In some cases, the social and governance systems that collapsed were subsequently rebuilt to become more inclusive and equitable. And on rare occasions, societies anticipated the emerging crisis and introduced reforms that meant they were resilient despite the environmental disruptions.

What was it about the small subset of societies that made them capable of adapting to a changing environment? How did they respond to environmental crises with positive adaptations that increased their resilience and inclusivity, while others faced major disruptions or spiralled into increasing polarisation and conflict?

In simple terms it came down to social cohesion and flexibility.

But it’s not that simple to achieve. It would involve societal and political change in advance of the accelerating impacts of climate change. It means building resilience to extreme physical and economic disruptions at local, regional and national scales. It requires enhancing inclusivity and reducing inequities.

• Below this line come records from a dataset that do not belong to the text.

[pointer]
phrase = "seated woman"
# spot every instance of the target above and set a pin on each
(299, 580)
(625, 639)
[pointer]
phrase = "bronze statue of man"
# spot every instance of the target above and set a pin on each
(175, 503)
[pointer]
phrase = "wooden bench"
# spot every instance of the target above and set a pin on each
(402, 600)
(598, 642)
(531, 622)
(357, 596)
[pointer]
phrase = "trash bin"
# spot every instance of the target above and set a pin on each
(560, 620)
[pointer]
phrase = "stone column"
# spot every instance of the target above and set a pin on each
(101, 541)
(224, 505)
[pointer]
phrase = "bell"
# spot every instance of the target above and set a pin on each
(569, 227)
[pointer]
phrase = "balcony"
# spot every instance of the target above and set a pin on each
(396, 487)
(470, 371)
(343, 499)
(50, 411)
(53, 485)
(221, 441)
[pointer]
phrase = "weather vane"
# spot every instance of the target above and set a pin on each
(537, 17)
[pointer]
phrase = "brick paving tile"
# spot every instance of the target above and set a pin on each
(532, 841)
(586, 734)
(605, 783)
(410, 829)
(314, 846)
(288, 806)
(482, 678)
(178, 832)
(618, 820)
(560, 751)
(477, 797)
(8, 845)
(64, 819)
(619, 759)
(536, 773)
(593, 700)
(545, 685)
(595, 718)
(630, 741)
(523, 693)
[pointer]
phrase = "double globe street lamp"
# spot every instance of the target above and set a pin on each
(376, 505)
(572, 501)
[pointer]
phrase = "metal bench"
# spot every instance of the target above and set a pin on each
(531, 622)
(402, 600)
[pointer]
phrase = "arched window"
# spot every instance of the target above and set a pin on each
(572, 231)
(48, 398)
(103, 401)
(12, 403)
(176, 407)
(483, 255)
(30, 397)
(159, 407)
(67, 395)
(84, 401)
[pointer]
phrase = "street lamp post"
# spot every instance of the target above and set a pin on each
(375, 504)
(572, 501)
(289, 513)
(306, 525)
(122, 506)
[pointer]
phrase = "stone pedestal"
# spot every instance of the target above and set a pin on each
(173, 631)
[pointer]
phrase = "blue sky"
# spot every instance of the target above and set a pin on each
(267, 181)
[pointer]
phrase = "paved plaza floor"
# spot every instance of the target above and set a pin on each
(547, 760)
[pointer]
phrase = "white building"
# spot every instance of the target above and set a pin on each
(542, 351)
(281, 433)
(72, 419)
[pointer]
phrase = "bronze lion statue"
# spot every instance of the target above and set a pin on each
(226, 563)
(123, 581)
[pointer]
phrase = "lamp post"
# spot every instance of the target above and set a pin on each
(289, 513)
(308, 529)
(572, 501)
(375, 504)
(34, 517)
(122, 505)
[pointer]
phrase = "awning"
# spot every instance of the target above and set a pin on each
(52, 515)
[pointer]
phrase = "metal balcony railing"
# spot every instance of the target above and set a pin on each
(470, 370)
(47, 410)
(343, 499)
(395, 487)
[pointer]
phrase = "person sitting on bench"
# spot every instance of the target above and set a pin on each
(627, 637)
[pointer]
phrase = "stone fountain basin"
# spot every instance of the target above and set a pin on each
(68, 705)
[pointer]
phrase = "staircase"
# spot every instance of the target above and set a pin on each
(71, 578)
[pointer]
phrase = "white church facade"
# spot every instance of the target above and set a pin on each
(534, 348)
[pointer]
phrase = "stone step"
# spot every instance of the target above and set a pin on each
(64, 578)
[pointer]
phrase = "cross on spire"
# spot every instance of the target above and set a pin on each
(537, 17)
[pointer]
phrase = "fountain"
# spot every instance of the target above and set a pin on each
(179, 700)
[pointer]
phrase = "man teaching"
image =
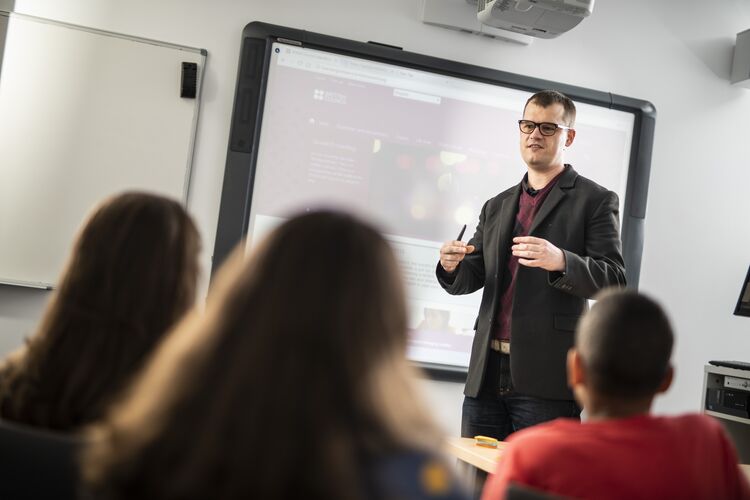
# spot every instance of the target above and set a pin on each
(540, 250)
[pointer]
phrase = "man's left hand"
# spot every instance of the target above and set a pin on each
(538, 252)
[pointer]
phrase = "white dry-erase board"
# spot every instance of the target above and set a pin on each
(84, 114)
(414, 144)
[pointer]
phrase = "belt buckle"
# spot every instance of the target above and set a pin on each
(500, 346)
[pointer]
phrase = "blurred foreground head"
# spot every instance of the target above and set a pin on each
(289, 384)
(131, 275)
(624, 344)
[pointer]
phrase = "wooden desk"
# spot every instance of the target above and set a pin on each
(486, 459)
(480, 457)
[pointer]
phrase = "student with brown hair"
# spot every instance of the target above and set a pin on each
(619, 363)
(132, 274)
(293, 384)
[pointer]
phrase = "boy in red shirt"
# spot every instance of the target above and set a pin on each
(619, 363)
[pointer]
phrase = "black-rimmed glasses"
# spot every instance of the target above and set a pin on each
(545, 128)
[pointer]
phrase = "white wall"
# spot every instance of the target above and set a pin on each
(676, 54)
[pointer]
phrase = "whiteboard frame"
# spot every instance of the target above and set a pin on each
(203, 53)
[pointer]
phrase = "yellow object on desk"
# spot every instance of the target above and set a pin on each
(486, 441)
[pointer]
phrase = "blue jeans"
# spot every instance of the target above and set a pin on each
(499, 411)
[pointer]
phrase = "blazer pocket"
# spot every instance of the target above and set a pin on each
(566, 322)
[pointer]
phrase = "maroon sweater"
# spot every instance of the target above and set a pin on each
(528, 205)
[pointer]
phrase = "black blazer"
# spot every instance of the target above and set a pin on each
(579, 217)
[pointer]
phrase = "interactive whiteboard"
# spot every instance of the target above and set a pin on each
(413, 144)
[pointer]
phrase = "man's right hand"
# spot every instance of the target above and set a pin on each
(452, 253)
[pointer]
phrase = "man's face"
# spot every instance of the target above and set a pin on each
(541, 152)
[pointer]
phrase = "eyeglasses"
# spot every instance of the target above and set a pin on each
(546, 128)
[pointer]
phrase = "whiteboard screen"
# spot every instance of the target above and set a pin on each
(83, 114)
(416, 150)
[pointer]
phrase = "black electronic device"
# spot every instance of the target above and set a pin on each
(728, 401)
(743, 302)
(413, 144)
(737, 365)
(189, 85)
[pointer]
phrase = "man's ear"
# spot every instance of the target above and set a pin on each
(576, 372)
(667, 382)
(570, 138)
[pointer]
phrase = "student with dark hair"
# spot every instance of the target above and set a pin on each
(619, 363)
(131, 275)
(293, 384)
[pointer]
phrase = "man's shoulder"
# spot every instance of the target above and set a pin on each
(496, 201)
(586, 185)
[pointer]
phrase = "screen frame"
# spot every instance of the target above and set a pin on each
(247, 114)
(743, 308)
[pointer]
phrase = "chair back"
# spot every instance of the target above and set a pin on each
(37, 464)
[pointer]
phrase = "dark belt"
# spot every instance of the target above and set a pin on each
(502, 346)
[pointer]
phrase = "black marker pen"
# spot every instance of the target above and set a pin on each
(461, 234)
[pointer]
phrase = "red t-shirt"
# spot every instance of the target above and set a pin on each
(632, 458)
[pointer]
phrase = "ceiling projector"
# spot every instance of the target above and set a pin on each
(537, 18)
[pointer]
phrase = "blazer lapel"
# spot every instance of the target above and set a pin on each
(555, 196)
(506, 222)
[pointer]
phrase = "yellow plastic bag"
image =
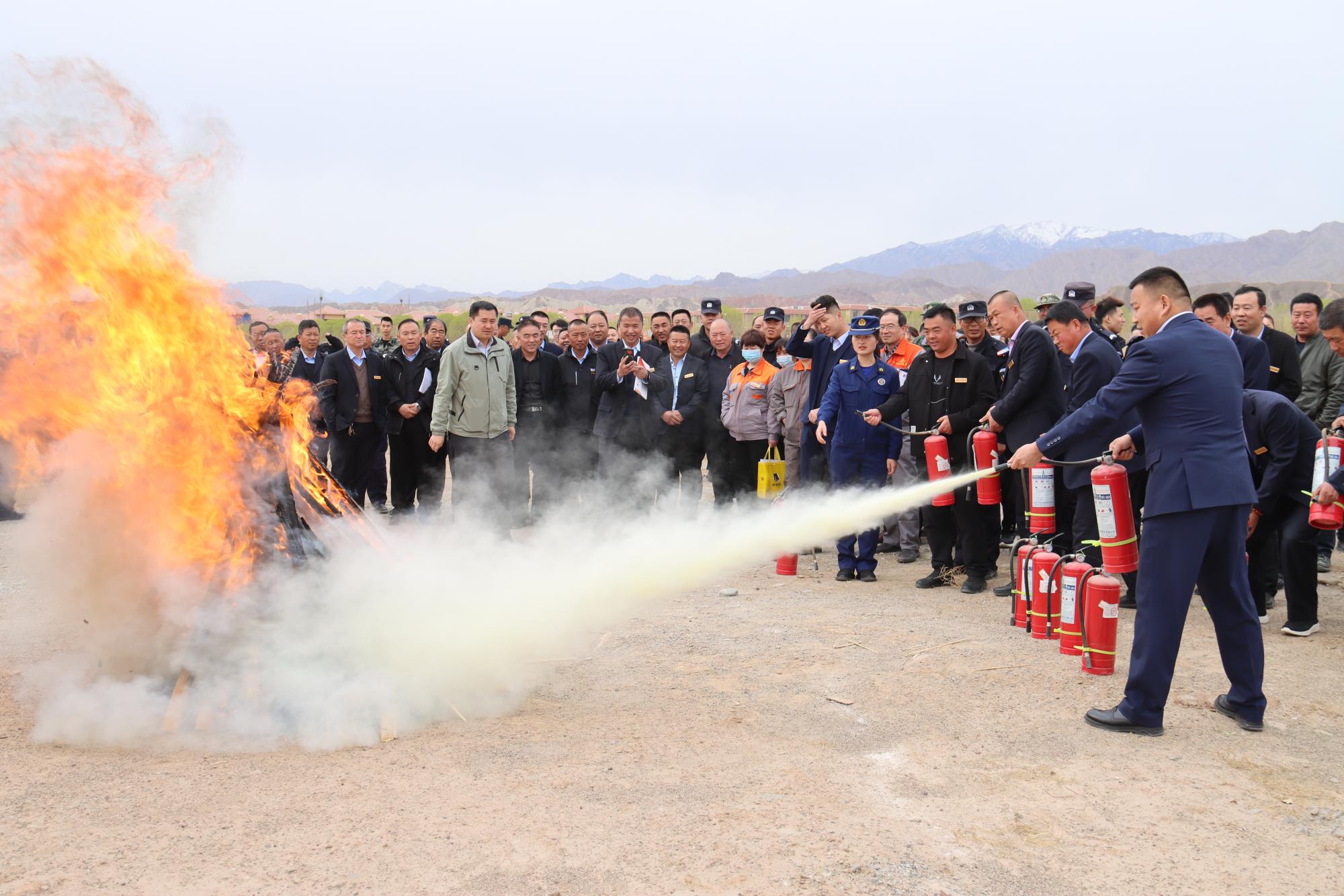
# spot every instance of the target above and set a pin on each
(771, 475)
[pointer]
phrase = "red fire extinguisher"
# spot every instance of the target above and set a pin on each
(1100, 619)
(1115, 519)
(986, 453)
(1073, 580)
(1326, 517)
(940, 467)
(1018, 616)
(1041, 499)
(1045, 586)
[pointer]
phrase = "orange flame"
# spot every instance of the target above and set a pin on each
(132, 357)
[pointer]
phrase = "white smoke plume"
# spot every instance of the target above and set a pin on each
(325, 656)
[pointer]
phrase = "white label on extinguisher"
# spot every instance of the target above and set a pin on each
(1319, 474)
(1105, 511)
(1044, 490)
(1069, 600)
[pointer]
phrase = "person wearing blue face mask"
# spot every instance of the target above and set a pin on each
(745, 410)
(861, 455)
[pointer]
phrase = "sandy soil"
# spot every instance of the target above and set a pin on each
(697, 750)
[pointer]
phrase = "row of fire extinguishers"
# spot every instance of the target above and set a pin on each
(1058, 597)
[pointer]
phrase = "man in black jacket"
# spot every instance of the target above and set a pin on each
(948, 389)
(1085, 298)
(1093, 366)
(537, 377)
(355, 409)
(1283, 445)
(1033, 396)
(1216, 311)
(626, 424)
(710, 311)
(579, 404)
(720, 448)
(308, 367)
(1286, 373)
(417, 471)
(679, 408)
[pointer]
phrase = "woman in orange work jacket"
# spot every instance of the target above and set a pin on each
(747, 413)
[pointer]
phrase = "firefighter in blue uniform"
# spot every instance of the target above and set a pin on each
(861, 455)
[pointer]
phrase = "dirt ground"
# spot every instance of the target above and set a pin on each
(698, 750)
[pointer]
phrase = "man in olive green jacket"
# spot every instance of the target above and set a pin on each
(475, 409)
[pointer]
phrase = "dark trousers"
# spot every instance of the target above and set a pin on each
(478, 465)
(683, 447)
(1325, 542)
(855, 468)
(943, 526)
(354, 455)
(1286, 522)
(534, 452)
(747, 455)
(1178, 553)
(417, 474)
(378, 474)
(721, 452)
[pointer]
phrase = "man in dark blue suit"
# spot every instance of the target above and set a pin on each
(1033, 394)
(1093, 365)
(827, 350)
(1216, 311)
(1183, 382)
(1283, 444)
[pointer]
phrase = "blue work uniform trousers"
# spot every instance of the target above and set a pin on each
(855, 467)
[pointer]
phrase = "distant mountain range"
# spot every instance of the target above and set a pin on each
(1030, 260)
(1014, 248)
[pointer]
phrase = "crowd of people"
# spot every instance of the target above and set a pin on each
(518, 409)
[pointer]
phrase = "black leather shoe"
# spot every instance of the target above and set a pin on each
(1226, 709)
(1116, 721)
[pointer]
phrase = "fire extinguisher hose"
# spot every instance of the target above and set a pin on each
(904, 432)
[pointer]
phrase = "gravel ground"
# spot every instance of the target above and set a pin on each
(698, 750)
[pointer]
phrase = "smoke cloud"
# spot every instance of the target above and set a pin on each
(161, 455)
(451, 621)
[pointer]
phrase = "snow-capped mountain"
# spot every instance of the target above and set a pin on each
(1013, 248)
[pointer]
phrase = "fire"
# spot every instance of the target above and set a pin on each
(120, 349)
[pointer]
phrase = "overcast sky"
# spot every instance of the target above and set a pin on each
(505, 146)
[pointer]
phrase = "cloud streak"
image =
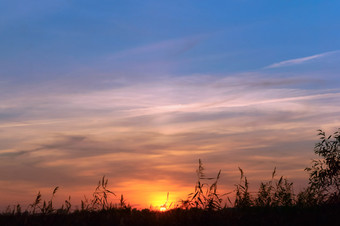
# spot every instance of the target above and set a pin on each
(301, 60)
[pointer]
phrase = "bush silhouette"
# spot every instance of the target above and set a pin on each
(324, 180)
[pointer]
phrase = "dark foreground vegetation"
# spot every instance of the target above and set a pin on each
(275, 203)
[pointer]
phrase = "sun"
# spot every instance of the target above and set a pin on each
(162, 209)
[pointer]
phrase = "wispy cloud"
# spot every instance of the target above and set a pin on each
(300, 60)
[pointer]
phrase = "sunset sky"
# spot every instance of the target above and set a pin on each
(138, 91)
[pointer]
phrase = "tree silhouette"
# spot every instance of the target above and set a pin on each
(324, 177)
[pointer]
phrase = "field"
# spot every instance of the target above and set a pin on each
(275, 203)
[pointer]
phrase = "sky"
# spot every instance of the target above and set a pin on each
(138, 91)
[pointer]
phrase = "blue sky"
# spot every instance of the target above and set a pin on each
(52, 38)
(142, 89)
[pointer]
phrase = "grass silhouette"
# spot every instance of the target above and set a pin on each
(274, 204)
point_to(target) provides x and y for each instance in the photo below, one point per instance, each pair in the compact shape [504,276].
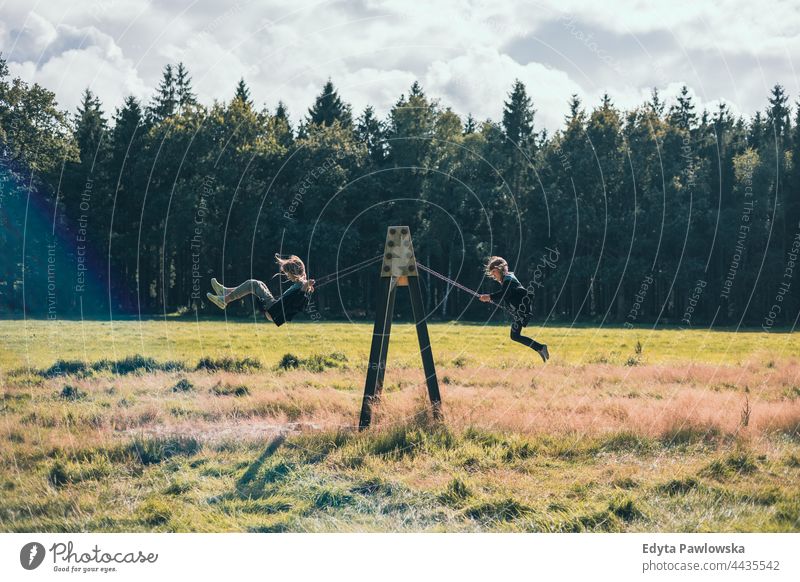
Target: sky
[467,53]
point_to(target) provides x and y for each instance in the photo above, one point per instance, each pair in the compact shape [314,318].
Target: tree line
[662,213]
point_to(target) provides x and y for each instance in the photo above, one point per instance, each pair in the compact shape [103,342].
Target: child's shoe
[216,300]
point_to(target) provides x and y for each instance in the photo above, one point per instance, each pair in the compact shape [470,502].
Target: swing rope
[336,275]
[458,285]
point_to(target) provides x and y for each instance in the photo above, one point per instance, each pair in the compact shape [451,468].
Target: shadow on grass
[245,482]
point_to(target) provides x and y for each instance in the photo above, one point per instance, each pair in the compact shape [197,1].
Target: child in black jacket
[514,296]
[280,310]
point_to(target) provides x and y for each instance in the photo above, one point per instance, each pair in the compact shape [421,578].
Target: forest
[663,214]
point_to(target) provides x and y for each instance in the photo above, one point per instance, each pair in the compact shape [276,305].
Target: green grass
[37,343]
[182,426]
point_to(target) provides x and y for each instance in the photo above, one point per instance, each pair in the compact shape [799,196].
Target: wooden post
[399,269]
[425,347]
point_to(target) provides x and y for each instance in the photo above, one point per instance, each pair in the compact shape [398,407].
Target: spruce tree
[243,93]
[518,116]
[370,131]
[183,88]
[165,100]
[329,107]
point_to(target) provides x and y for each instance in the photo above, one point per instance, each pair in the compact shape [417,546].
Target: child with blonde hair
[279,310]
[516,299]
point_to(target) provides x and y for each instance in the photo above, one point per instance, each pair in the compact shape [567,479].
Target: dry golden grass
[662,445]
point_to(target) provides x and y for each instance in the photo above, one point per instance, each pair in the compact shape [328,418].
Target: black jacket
[292,302]
[513,294]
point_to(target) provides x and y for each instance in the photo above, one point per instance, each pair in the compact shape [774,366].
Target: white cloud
[374,49]
[71,59]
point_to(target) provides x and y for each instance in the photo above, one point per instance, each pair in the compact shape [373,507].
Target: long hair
[498,263]
[291,268]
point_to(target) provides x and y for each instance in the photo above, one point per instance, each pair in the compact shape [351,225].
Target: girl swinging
[515,297]
[279,310]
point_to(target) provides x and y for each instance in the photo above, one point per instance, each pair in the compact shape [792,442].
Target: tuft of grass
[136,364]
[332,498]
[57,476]
[227,364]
[150,451]
[289,362]
[314,363]
[183,385]
[69,392]
[154,512]
[737,463]
[66,368]
[456,493]
[178,488]
[498,510]
[678,486]
[626,509]
[239,390]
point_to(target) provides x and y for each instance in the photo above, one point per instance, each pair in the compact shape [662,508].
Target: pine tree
[183,88]
[518,116]
[283,127]
[778,115]
[470,125]
[90,127]
[329,107]
[370,131]
[165,100]
[243,93]
[656,104]
[682,114]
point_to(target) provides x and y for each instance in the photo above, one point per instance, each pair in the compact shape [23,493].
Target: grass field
[237,426]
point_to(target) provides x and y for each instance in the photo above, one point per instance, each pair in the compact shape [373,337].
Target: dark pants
[516,335]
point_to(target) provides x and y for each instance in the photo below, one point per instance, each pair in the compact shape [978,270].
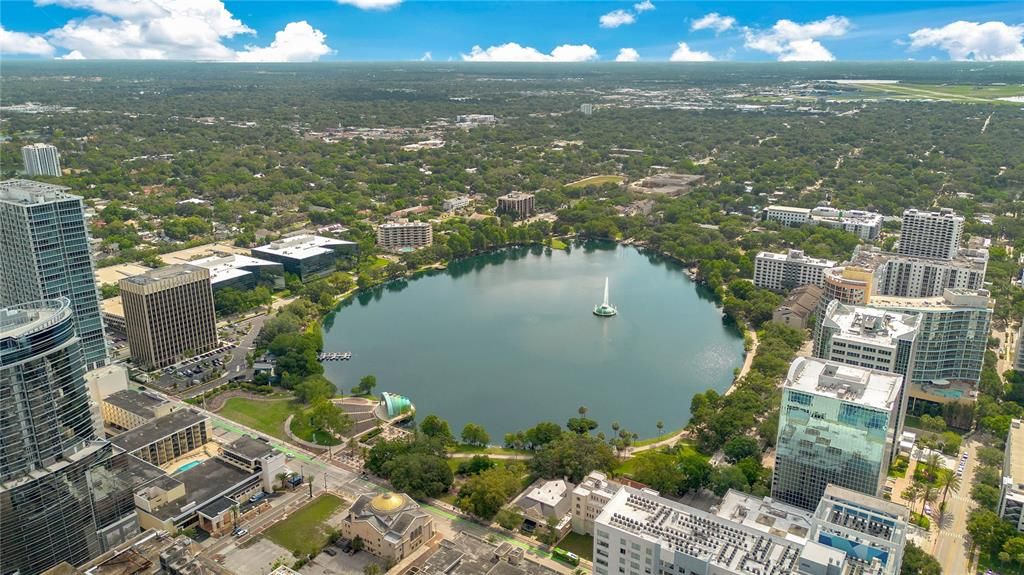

It involves caring for each other and for the local environments that sustain us. People at all scales — from national and local governments to communities and businesses — need to commit to working together. It requires a readiness to alter expectations about wealth, and to change what and how we produce and consume. None of this is straightforward, but it can be done, as other societies have shown us in the past.

Climate change has the potential to disrupt almost every aspect of modern civilisation. Looking to the past can help us find the path to a safer future. Ka mua, ka muri.

Janet Stephenson is a research professor at the University of Otago Centre for Sustainability.